Here, \(\nabla_x f(x, u, t)^T\) and \(\nabla_u f(x, u, t)^T\) are the Jacobians of the dynamics with respect to the state and control, respectively. Each row of a Jacobian corresponds to the gradient vector of a particular component of \(f\).

This first-order Taylor expansion yields an affine system:

\[ \dot{x} = A x + B u + C, \]

where \(A\) and \(B\) are the Jacobian matrices, and \(C\) is a constant vector. Although this is technically affine (not strictly linear), in the context of optimization-based control (discussed later), this distinction has little practical impact on how we solve the problem.

Linearization about an equilibrium point#

Now, consider linearizing about an equilibrium point \((x_0, u_0)\), where \(f(x_0, u_0, t) = 0\). Let the error state be \(\delta x = x - x_0\), and the error control input be \(\delta u = u - u_0\). The error dynamics are:

\[ \delta\dot{x} = \dot{x} - \dot{x}_0 = \dot{x} \approx \nabla_x f(x_0, u_0, t)^T \delta x + \nabla_u f(x_0, u_0, t)^T \delta u \]

This can be written as a linear system:

\[ \delta\dot{x} \approx A \delta x + B \delta u, \]

where \(A\) and \(B\) are the Jacobian matrices evaluated at the equilibrium point with respect to the state and control, respectively.

In summary, when you linearize a system around an equilibrium point and focus on the system’s behavior in the vicinity of that point, you can approximate the dynamics using a linear system. This makes analysis and controller design significantly more tractable near the equilibrium.

Time discretization#

Up to this point, we’ve focused on continuous-time dynamics, described by first-order differential equations. However, it’s often helpful to consider discrete-time dynamics, where the system evolves according to first-order difference equations:

\[ x_{k+1} = f_d(x_k, u_k, t_k) \]

Here, \(k\) represents a time step index rather than a specific instant in time. Just as with continuous-time systems, discrete-time dynamics can also be linear, control affine, or nonlinear.
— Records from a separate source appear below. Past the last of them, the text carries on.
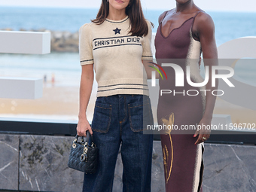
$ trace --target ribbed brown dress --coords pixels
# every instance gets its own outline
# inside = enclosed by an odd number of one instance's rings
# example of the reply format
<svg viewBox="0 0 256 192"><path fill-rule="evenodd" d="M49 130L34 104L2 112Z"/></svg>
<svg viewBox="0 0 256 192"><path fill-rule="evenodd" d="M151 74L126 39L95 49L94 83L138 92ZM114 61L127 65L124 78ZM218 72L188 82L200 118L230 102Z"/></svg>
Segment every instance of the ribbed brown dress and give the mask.
<svg viewBox="0 0 256 192"><path fill-rule="evenodd" d="M157 29L155 38L157 63L177 64L184 73L184 86L175 87L173 68L163 67L168 79L160 78L160 90L172 90L172 93L159 96L158 124L173 124L178 128L182 125L196 126L203 117L206 99L204 92L200 89L205 87L191 87L186 80L186 66L189 66L191 81L203 81L199 65L201 44L192 34L194 22L199 13L174 29L167 37L162 34L162 22ZM193 91L187 92L190 90ZM203 144L194 145L197 139L197 137L193 137L194 133L194 130L172 129L161 134L166 192L202 191Z"/></svg>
Discrete-time models are particularly appealing when designing controllers using optimization-based methods. By discretizing time, we reduce the problem to optimizing over finite sequences of states and inputs, rather than over continuous-time functions—making the problem much more tractable in practice.
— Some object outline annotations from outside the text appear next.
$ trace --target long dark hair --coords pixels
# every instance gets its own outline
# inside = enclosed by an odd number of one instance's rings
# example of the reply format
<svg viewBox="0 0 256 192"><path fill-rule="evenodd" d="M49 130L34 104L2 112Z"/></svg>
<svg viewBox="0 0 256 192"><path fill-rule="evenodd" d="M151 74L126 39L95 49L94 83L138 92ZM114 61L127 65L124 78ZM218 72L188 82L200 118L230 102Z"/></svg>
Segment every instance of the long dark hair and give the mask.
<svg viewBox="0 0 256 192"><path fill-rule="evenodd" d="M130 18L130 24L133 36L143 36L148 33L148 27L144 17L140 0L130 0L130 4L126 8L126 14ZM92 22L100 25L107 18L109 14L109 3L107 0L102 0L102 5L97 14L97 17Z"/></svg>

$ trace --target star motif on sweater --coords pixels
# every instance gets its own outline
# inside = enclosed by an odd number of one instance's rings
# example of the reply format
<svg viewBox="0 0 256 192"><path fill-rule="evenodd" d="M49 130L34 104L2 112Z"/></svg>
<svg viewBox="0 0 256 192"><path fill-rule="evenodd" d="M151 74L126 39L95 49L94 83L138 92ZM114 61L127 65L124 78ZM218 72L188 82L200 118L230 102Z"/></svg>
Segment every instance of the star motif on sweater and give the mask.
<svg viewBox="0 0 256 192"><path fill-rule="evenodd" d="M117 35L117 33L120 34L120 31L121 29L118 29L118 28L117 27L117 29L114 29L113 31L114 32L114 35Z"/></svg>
But how do we actually obtain a discrete-time model from a continuous-time system? The answer lies in integration. Consider the following relationship:

(3)#\[\underbrace{x(t_k+\Delta t)}_{x_{k+1}} = \underbrace{x(t_k)}_{x_k} + \int_{t_k}^{t_k+\Delta t} f(x(\tau), u(\tau), \tau) \, d\tau\]

Equation (3) shows that the next state is obtained by starting from the current state and integrating the continuous-time dynamics over a time interval of length \(\Delta t\).
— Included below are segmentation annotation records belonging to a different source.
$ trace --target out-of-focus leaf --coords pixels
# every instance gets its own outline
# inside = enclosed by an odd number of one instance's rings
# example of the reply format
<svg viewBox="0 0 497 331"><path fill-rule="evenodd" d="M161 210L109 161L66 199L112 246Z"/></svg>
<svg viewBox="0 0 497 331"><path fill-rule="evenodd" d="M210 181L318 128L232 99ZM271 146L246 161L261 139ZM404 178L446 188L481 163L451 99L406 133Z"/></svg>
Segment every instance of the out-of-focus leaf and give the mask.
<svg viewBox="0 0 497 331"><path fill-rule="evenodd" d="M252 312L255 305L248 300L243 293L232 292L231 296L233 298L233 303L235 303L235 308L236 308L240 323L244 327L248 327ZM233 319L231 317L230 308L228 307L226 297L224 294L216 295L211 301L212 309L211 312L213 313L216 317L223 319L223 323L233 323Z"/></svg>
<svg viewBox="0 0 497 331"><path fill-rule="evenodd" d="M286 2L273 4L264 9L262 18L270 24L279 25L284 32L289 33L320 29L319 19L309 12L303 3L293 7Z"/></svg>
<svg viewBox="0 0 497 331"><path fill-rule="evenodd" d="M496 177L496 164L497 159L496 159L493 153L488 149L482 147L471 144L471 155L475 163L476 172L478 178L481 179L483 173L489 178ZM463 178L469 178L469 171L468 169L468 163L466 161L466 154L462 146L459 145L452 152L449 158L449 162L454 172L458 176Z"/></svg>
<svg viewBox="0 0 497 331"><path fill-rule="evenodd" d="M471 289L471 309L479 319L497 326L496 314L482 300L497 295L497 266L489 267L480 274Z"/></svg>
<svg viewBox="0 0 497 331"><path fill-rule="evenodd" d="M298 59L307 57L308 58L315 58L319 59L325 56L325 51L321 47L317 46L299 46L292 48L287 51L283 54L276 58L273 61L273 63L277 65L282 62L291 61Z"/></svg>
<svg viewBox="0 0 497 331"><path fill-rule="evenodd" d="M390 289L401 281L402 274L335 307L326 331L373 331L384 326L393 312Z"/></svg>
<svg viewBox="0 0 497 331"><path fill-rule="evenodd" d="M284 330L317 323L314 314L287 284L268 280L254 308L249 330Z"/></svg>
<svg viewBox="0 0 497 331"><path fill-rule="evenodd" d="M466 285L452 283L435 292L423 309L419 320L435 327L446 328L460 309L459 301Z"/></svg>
However, a challenge quickly emerges: evaluating this integral exactly is often far from straightforward! For some especially simple systems, you might be able to solve the integral analytically. In most practical scenarios, though, you’ll want to use numerical integration techniques such as Euler or Runge-Kutta methods, which are computationally efficient and widely available. Modern computational tools—including automatic differentiation—can also be leveraged to rapidly compute Jacobians and facilitate the linearization of discrete-time systems.

(You’ll get hands-on experience with these approaches in Homework 1.)